Especially by my own hand. You deserve so much better, and even though I know you owe me nothing, I want the chance to prove to you how good we could be. ”
That damn lump fills my throat again, and I swallow repeatedly to work around it.
Every villain has a story—mine was written in flesh, his was written in blood. It’s easy to write off a villain; it’s harder to take the time to understand one—it’s why I accept him, forgive him in a way no one else could. I am him and he is me.
“I understand why you did it. I would have done so much worse had roles been reversed. I just…I need to know—” The sentence dies.
How can I say this, admit this, without exposing my weakness?
Thirty-five years of trauma lead up to this one moment, and I have to decide if I will or won’t let it control me anymore.
That’s what Faith meant—I have to decide. It’s up to me, and I no longer want to be a victim to the horrible trauma of my past. There’s so much more for us to discuss, so many more answers we’ll have to find, but for now, I only need one.
“Anything.” Rafael gently grips my fingers.
“Was any of it real?” My voice quivers, but I get the words out, and pride blooms in my chest. I finally show true weakness, and instead of feeling less than, I feel strong, powerful, brave.
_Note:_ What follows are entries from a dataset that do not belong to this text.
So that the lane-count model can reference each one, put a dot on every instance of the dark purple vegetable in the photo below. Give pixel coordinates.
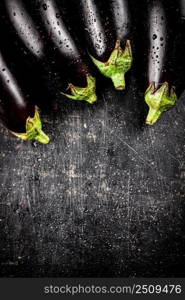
(17, 112)
(68, 56)
(39, 42)
(160, 94)
(105, 26)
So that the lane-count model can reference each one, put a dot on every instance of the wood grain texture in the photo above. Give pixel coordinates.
(104, 198)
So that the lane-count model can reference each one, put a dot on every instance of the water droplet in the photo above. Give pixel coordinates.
(154, 36)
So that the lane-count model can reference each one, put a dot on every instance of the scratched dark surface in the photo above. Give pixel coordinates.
(104, 199)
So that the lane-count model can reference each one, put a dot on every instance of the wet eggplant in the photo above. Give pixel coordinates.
(82, 84)
(105, 29)
(17, 112)
(26, 17)
(161, 25)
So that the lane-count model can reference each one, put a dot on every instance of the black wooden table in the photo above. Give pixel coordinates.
(104, 199)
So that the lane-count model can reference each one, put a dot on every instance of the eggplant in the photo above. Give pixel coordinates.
(17, 112)
(160, 29)
(26, 17)
(82, 84)
(105, 28)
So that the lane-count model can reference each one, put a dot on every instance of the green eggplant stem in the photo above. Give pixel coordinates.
(33, 130)
(118, 64)
(159, 101)
(88, 93)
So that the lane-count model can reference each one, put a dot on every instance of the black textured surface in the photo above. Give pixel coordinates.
(104, 198)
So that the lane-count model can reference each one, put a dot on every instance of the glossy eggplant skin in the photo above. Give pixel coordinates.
(161, 26)
(67, 53)
(100, 32)
(43, 51)
(17, 112)
(24, 40)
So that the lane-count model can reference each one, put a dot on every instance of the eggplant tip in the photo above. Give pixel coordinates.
(118, 64)
(159, 101)
(80, 93)
(33, 130)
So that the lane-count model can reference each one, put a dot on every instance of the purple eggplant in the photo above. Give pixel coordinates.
(17, 112)
(61, 55)
(105, 29)
(160, 94)
(82, 84)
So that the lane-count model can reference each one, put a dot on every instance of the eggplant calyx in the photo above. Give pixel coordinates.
(33, 130)
(119, 62)
(159, 101)
(88, 93)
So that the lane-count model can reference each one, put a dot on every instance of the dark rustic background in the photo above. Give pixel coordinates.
(104, 199)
Rafael raises my hand to his lips, kissing my knuckles tenderly.
“Every secret I told you, every tale about my past, every moment we shared and feeling we felt—it was all real to me, V. Even when I didn’t want to, I told you the truth.
And the truth is, I’ve fallen for you. Helplessly and hopelessly. ”
A tear skitters down my cheek, and instead of feeling shame, I feel relief. “Kiss me then.”
And he does.
He fucking kisses me like his life depends on it.